Ionic Liquid Extraction Behavior of Cr(VI) Absorbed on Humic Acid–Vermiculite
Cr(VI) can be released into soil as a result of mining, electroplating, and smelting operations. Due to the high toxicity of Cr(VI), its removal is necessary in order to protect ecosystems. Vermiculite is applied in situations where there is a high degree of metal pollution, as it is helpful during the remediation process due to its high cation exchange capacity. The Cr(VI) contained in the vermiculite should be extracted in order to recover it and to reduce the impact on the environment.
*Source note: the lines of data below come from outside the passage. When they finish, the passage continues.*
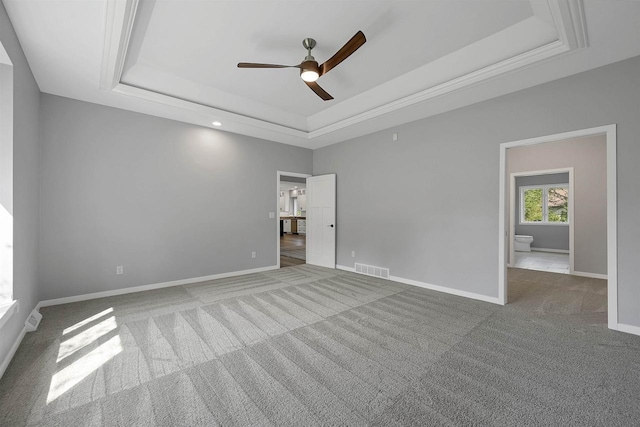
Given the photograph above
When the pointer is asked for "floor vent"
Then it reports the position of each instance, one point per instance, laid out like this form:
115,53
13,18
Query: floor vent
33,321
372,270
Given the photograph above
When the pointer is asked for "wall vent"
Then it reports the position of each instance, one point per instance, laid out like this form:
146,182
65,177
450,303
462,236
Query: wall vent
32,322
372,270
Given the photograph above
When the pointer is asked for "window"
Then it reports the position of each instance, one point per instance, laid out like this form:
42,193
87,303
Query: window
544,204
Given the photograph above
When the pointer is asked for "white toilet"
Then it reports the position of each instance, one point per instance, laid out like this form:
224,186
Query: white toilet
523,243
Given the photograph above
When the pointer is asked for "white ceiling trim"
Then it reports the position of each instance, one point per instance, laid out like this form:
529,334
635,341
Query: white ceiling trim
527,58
568,19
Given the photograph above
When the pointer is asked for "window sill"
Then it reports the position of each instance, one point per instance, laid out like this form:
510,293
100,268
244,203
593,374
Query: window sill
566,224
7,310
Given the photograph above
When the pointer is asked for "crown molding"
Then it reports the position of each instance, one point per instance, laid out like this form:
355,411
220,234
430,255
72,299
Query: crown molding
568,18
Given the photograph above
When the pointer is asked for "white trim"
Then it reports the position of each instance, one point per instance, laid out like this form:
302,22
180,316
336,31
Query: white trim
568,19
7,310
554,251
592,275
118,27
512,207
12,352
612,225
446,290
279,174
545,204
123,291
437,288
629,329
514,63
345,268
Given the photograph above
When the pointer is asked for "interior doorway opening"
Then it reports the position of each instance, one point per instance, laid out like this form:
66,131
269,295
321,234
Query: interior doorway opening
291,221
608,238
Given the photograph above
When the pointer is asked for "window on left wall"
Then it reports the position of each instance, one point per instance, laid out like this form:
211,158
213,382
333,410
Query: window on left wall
7,303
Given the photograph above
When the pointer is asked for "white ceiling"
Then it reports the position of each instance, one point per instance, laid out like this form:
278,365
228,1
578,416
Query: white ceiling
177,59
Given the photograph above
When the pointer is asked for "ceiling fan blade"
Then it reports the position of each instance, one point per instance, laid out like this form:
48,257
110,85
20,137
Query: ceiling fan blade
319,91
345,51
254,65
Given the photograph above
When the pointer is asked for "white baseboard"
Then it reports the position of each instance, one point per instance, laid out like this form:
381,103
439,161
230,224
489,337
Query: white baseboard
635,330
557,251
115,292
12,352
592,275
471,295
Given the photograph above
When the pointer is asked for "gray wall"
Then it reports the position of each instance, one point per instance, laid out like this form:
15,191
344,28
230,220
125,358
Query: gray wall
544,236
409,204
25,184
164,199
587,156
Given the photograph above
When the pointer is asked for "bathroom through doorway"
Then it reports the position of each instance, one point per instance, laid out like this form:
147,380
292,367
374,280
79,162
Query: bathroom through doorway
583,205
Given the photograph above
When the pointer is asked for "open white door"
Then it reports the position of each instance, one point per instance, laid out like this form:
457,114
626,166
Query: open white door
321,220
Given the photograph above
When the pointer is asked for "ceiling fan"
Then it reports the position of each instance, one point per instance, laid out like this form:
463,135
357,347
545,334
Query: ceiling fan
310,71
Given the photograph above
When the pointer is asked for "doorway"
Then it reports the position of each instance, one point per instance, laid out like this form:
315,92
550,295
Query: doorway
291,221
609,134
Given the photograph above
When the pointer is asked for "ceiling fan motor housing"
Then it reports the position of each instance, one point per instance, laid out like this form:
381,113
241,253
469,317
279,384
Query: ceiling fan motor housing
309,65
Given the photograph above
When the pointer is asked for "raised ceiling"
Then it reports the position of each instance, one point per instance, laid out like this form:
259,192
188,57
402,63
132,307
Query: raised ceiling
177,59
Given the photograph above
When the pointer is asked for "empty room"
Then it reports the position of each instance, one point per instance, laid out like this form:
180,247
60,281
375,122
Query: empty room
331,213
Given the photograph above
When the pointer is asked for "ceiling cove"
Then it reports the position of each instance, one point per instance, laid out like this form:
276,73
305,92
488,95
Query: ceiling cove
550,29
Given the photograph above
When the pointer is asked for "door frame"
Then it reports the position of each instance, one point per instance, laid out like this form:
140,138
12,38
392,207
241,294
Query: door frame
512,210
280,174
612,225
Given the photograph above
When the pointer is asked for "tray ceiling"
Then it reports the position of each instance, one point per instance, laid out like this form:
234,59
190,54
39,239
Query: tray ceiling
177,59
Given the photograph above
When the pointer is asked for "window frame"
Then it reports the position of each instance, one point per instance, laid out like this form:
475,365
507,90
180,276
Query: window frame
545,203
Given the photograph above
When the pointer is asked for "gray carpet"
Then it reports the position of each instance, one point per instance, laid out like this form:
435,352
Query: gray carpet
307,346
294,253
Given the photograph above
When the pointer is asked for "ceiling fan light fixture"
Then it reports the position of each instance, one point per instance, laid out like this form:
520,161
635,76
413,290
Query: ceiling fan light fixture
309,75
309,70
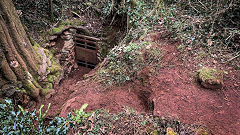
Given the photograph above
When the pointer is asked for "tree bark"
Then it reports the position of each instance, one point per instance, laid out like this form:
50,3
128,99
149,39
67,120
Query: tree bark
17,58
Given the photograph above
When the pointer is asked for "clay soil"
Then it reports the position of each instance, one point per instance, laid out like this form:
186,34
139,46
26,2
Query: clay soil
173,91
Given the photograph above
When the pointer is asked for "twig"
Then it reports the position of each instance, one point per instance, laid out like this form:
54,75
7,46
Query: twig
232,58
76,14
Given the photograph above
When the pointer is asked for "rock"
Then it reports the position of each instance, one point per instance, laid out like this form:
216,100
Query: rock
52,44
51,93
75,66
170,131
66,37
51,38
8,90
67,33
72,30
210,78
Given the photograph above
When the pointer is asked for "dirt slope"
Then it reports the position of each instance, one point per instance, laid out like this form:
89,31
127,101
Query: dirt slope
172,92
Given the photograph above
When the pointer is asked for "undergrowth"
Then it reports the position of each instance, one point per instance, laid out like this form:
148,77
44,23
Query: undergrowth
16,121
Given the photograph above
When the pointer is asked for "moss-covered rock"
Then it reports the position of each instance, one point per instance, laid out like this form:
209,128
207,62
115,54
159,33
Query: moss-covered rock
210,78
In this work, adsorption equilibrium data for Cr(VI) in a simulated sorbent for soil remediation (a mixture that included both humic acid (HA) and vermiculite) were a good fit with the Langmuir isotherm model. The simulated sorbent for soil remediation was a favorable sorbent for Cr(VI) when it was in the test soil. An ionic liquid, [C4mim]Cl (1-butyl-3-methylimidazolium chloride), was studied to determine its efficiency in extracting Cr(VI) from the Cr- contaminated simulated sorbent in soil remediation. At 298 K and within 30 min, approximately 33.48 ± 0.79% of Cr(VI) in the simulated sorbent in soil remediation was extracted into [C4mim]Cl. Using FTIR spectroscopy, the absorbance intensities of the bands at 1032 and 1010 cm−1, which were attributed to C-O bond stretching in the polysaccharides of HA, were used to detect the changes in HA in the Cr-contaminated simulated sorbent for soil remediation before and after extraction. The results showed that Cr(VI) that has been absorbed on HA can be extracted into [C4mim]Cl. Using 1H NMR, it was observed that the 1-methylimizadole of [C4mim] Cl played an important role in the extraction of Cr(VI), which bonded with HA on vermiculite and was able to be transformed into the [C4mim]Cl phase.